Hypocrisy is for David Ohito of the Standard Newspaper to ask President Obama what he (America/International community) can do to improve ‘media freedom’ in Kenya and other African countries and stop jailing of journalists.
I call it hypocrisy because more often, in Kenya, whenever ‘the people’ have ganged up to protect journalists from the government, journalists have ganged up to protect the government from the people. This can be said of several countries in Africa.
President Barack Obama cannot come in your newsrooms to tell you what questions to ask political leaders and other democracy players. Obama cannot constantly help you frame the issues affecting your countries.
Obama cannot protect you from NOT asking Isaack Hassan of IEBC a single question in 2013.
Mr Ohito, Kenya is very safe for journalists.

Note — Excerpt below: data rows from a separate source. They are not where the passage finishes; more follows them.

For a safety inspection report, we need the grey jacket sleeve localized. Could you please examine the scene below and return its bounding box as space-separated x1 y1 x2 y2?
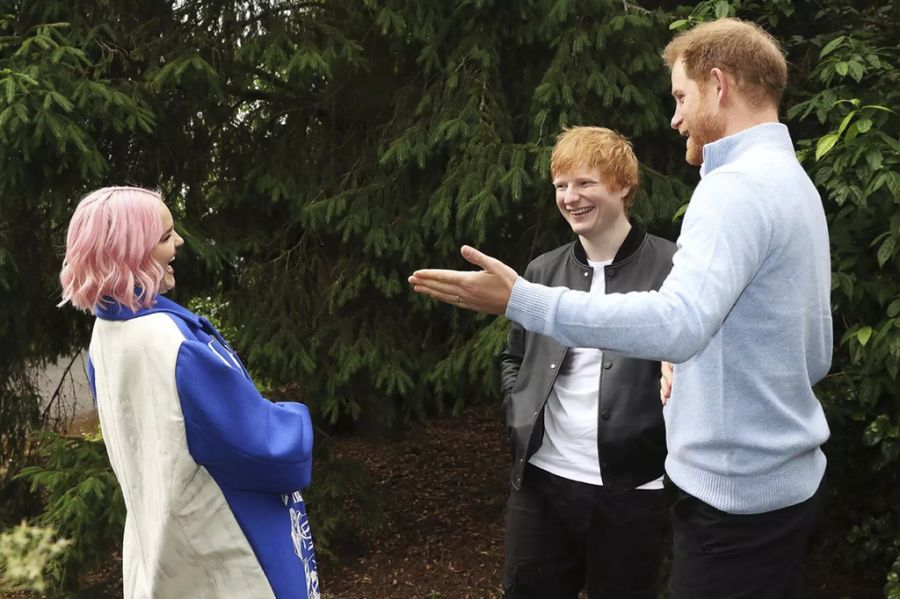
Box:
500 264 532 405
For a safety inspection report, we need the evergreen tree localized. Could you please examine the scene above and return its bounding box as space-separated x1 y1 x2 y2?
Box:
0 0 900 592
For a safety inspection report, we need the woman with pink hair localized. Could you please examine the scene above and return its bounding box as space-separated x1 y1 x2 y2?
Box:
60 187 319 599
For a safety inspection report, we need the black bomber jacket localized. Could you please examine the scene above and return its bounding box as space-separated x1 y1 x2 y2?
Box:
501 226 675 491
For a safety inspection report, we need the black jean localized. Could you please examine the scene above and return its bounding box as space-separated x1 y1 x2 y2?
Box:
503 465 667 599
669 479 825 599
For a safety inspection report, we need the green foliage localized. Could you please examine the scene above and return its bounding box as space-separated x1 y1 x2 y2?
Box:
0 522 69 592
788 6 900 588
0 0 900 592
16 433 125 589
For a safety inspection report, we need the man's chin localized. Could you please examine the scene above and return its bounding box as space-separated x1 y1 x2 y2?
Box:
684 141 703 166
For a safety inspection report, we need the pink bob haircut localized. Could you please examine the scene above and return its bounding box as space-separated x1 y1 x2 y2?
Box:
59 187 165 314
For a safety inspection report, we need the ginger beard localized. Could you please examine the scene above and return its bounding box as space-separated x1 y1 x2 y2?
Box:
684 91 725 166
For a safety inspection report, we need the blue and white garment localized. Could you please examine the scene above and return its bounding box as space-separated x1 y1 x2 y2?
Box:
88 297 319 599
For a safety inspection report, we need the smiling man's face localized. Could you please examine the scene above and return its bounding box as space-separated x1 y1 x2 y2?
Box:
671 59 725 166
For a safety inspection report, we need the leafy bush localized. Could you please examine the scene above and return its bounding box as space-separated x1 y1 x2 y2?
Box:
0 522 71 592
15 432 125 589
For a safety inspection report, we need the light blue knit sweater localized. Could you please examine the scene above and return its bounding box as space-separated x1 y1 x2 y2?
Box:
507 123 832 514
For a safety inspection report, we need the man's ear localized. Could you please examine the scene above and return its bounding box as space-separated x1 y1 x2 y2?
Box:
707 67 733 104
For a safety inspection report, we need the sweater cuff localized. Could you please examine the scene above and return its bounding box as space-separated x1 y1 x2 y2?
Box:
506 277 566 335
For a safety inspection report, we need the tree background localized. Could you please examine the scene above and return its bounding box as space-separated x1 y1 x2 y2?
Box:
0 0 900 597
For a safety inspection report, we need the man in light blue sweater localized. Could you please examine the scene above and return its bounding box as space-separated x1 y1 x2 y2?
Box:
410 19 832 599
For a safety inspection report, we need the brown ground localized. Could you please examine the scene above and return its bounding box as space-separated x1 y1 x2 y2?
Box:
19 406 884 599
320 408 508 599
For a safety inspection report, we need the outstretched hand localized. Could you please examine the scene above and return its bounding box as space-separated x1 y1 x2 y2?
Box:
409 245 519 314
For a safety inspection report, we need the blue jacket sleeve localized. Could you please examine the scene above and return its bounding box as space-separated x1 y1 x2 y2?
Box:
506 174 772 363
175 340 313 493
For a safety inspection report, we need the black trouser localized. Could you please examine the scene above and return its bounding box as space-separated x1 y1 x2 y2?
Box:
669 479 825 599
503 465 667 599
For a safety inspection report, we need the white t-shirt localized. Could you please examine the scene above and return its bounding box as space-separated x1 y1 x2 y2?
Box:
528 260 663 489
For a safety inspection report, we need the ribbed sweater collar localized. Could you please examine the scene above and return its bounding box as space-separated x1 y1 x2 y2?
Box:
700 123 794 177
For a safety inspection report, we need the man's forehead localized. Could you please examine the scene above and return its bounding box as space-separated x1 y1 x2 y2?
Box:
553 164 601 181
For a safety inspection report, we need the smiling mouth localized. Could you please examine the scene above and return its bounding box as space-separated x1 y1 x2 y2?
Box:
569 206 594 216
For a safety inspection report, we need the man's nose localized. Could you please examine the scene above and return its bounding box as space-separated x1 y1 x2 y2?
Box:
669 110 681 129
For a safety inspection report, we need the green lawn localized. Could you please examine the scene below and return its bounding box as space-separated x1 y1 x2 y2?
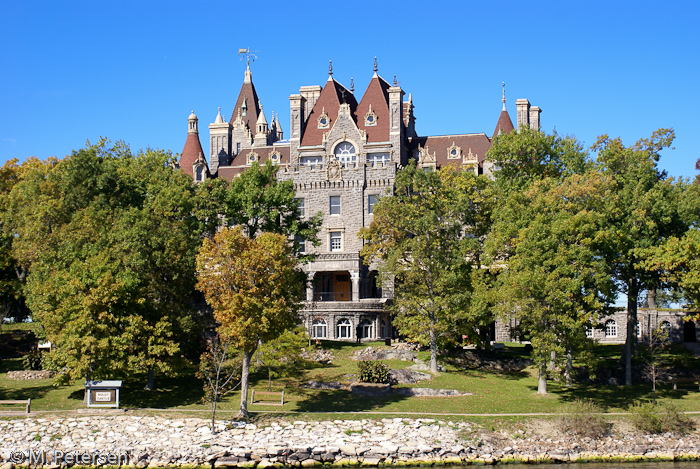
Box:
0 336 700 414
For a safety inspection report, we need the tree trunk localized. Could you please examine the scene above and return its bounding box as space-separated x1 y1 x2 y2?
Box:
211 394 219 434
143 366 156 391
430 328 437 373
647 288 657 309
547 350 557 371
238 350 255 419
537 360 547 394
625 279 639 386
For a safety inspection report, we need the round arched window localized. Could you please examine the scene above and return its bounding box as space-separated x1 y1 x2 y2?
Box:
334 142 357 167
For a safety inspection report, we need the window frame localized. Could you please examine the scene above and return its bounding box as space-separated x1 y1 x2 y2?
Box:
328 195 342 215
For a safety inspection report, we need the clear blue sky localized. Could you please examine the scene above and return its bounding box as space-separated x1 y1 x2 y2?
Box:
0 0 700 177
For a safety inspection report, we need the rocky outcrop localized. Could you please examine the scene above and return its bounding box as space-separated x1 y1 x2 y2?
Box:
0 415 700 469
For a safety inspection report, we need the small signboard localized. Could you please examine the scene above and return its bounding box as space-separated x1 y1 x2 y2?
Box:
85 381 122 409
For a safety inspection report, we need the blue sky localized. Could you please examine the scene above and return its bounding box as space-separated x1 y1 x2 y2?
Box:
0 0 700 177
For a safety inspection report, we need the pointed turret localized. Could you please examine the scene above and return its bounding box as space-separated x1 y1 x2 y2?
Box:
491 82 515 141
180 111 209 181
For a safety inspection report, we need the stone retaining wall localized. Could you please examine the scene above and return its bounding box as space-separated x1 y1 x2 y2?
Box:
0 415 700 469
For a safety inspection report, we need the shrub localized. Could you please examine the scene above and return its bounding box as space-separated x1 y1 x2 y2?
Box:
357 360 389 383
559 399 610 438
629 402 693 433
22 349 42 371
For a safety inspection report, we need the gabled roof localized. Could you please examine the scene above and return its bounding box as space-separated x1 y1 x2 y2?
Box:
228 73 260 133
491 106 514 141
301 77 357 146
180 133 209 178
356 73 391 142
408 133 491 168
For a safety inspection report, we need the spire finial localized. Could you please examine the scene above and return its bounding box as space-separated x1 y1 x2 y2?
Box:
501 81 506 111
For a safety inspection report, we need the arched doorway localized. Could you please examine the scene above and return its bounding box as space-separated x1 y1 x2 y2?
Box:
683 321 698 342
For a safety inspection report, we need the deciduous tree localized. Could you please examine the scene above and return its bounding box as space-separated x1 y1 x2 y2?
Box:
197 227 304 417
361 162 488 372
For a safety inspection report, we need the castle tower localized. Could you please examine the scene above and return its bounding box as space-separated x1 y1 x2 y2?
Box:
180 111 209 182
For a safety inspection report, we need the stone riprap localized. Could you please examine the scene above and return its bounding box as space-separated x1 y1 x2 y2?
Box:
0 415 700 469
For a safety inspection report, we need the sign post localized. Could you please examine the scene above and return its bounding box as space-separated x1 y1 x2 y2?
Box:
85 381 122 409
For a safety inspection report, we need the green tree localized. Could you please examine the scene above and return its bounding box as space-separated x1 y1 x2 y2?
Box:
255 324 309 391
221 161 323 249
486 128 592 195
197 334 241 433
487 172 614 394
3 140 199 389
197 227 304 418
593 129 687 385
360 162 488 372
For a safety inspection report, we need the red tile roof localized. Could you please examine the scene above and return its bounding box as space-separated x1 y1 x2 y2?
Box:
355 74 391 142
409 133 491 168
301 78 357 146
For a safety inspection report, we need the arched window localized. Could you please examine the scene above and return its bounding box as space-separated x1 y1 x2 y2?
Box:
311 319 328 339
605 319 617 338
336 319 352 339
360 319 373 339
334 142 357 168
659 321 671 334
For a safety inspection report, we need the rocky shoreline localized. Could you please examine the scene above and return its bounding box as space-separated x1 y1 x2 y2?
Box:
0 414 700 469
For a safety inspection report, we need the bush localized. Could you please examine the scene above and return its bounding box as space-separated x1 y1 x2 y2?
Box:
357 360 389 383
559 399 610 438
629 402 693 433
22 349 42 371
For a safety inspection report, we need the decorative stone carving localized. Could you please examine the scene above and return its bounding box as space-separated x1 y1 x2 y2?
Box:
267 150 282 164
318 107 331 129
326 155 343 182
462 148 479 164
365 104 377 126
447 142 462 160
418 146 437 164
245 150 260 166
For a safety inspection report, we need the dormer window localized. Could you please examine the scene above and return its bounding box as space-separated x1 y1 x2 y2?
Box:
447 142 462 160
333 142 357 168
245 151 260 166
318 107 331 129
269 150 282 164
365 104 377 126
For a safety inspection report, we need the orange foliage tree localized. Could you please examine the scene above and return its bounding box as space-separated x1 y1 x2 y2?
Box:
197 227 305 418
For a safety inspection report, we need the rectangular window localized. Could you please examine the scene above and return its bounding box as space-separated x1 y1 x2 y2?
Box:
367 153 389 166
294 199 306 217
294 236 306 254
331 231 342 252
330 195 340 215
367 194 377 213
299 156 323 168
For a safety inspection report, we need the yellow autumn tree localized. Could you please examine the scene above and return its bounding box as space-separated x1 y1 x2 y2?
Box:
197 227 304 418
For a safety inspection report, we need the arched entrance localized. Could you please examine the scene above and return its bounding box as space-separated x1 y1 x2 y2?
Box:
683 321 698 342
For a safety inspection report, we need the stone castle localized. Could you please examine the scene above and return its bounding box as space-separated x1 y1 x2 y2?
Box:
179 59 696 341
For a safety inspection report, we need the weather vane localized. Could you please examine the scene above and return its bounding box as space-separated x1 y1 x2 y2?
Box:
238 47 260 67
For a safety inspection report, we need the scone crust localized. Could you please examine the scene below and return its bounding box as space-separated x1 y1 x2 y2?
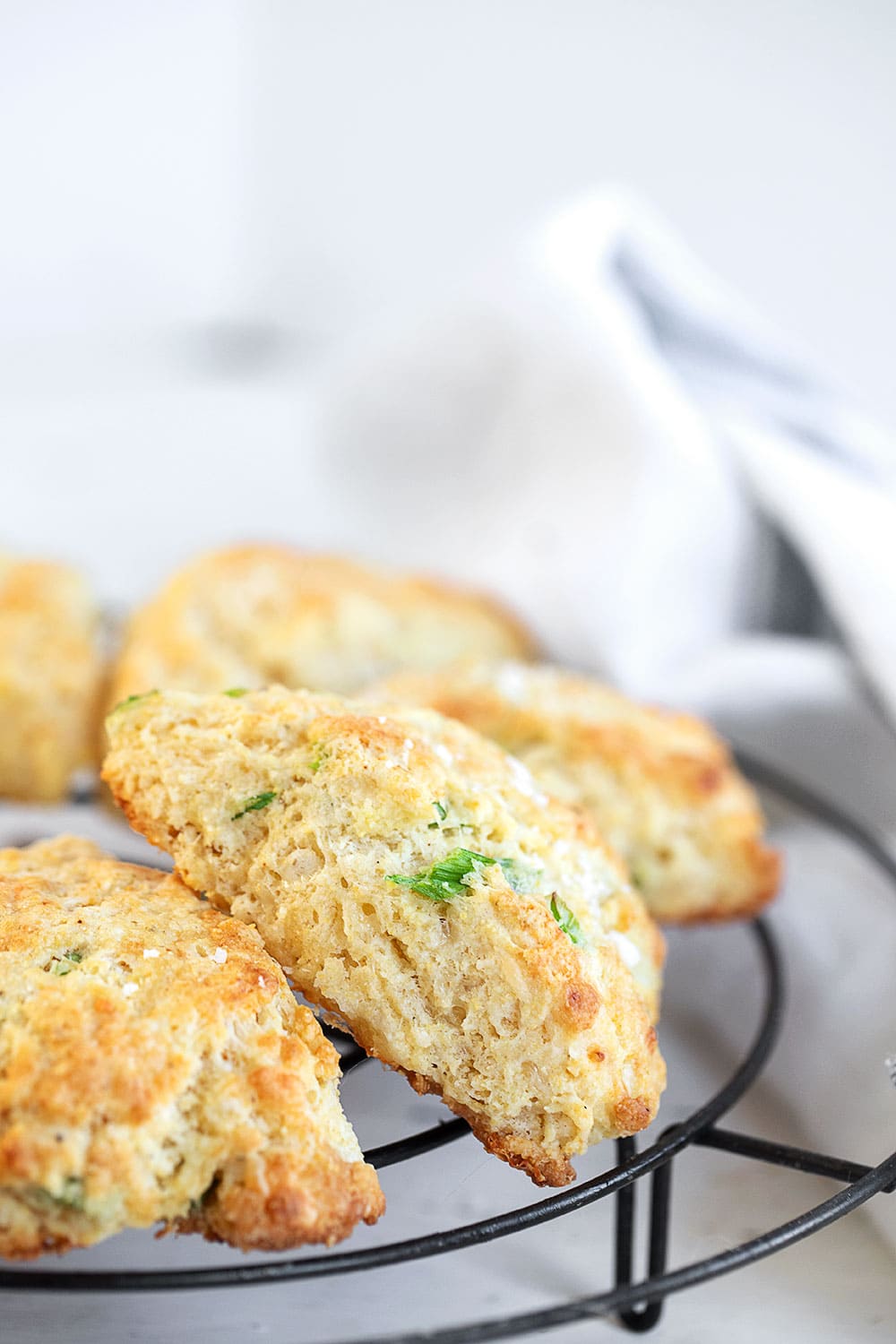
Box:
103 688 665 1185
108 546 532 707
0 556 102 803
366 661 780 924
0 836 383 1260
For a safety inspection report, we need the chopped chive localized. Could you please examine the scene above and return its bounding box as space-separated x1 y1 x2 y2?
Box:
229 789 277 822
551 892 584 945
46 952 83 976
110 691 159 717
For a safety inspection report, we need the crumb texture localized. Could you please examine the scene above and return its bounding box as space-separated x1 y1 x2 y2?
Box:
0 836 383 1260
0 556 102 803
103 688 665 1185
108 546 532 706
366 661 780 924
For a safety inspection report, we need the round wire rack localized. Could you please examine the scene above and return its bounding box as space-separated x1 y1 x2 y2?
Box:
0 753 896 1344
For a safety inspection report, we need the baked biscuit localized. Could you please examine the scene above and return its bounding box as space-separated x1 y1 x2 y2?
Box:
0 556 100 801
103 688 665 1185
369 663 780 924
108 546 530 706
0 836 383 1260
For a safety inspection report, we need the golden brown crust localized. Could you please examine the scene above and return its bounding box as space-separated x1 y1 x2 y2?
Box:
0 836 383 1260
0 556 102 801
368 661 780 924
103 688 665 1180
108 546 532 706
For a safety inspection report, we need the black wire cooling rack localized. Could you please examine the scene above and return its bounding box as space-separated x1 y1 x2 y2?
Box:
0 753 896 1344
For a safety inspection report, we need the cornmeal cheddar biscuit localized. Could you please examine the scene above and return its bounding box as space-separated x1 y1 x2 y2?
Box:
103 688 665 1185
0 836 383 1260
0 556 102 801
108 546 530 706
369 663 780 922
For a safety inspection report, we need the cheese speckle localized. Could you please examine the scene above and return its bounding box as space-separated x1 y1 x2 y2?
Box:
508 755 548 806
495 663 525 704
607 929 641 968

That’s because it has no need to take you to Industrial Area.
Look at it this way, you hold Editor’s Guild elections. Money changes hands. Hands exchanges money. In the end, you elect a Linus Kaikai -a government public relations journalist to head the Editor’s Guild.Two days later, you give the political opposition a blackout when culminating a month long people driven initiative on the need for national dialogue. You tell the people it was not ‘newsworthy’.
Many of your proteges make fun of this national dialogue initiative, asking irrelevant questions loaded with second names. One of your top voices, Macharia Gaitho, even go ahead to rile it as a manifest failure – a ‘damp squib’.
It is not giving the opposition a media blackout that deeply infuriates, it is weakening democracy in Kenya. When you tilt political discourses in favour of the regimes you work under, and serve zealously, you help create fiefdoms and tyrannies that eat everyone up.
Then, realizing its your turn to be eaten, you ask Obama to protect you -journalists and your cohorts across Africa. You actively keep in power regimes which can barely protect you, then you ask Obama to protect you.That’s hypocrisy Mr. Ohito, that’s hypocrisy sir.
Now, I am not saying you pander to the opposition. You shouldn’t. What I am saying is that media in Africa must form alliances with people of Africa, in Africa.
I am saying you don’t just bog us down with ‘regime photos’ and ‘regime stories’. Regime stories don’t need protection. Regime photos, when they appear in your front pages, are ‘cool’.
But when you tell us about deals and goodies, for instance, from the US-Africa summit, one of which being the Power Africa deal, and, even before the dust settles, you hear the US is moving their headquarters from Kenya to South Africa, then you should go back and dig more of your ‘diplomatic triumph’ stories. You should tell us more about the photos.
Hypocrisy is to tell us what Michelle and Obama served President Uhuru for dinner, and not tell us what America served Kenya for breakfast and lunch! Mr. Ohito, that’s hypocrisy!
Now we are engaged in another ‘we the people’ initiative. Has it received the kind of media attention that it requires? Yesterday, another referendum push was ‘officially launched’, what page of your newspaper did you chronicle it? How did you ‘frame it’ to your viewers and readers?
Will it ‘affect investors’? Will it scare away tourists? This is how you covered the national dialogue initiative. You made it look so dangerous in the eyes of the public, especially kenya’s famed ethnic public, that a ritual at Uhuru Park left some seventy hens – mostly from central kenya – dead, with their blood sprinkled all over.
President Obama cannot protect Africa’s journalists from their own idiosyncrasies.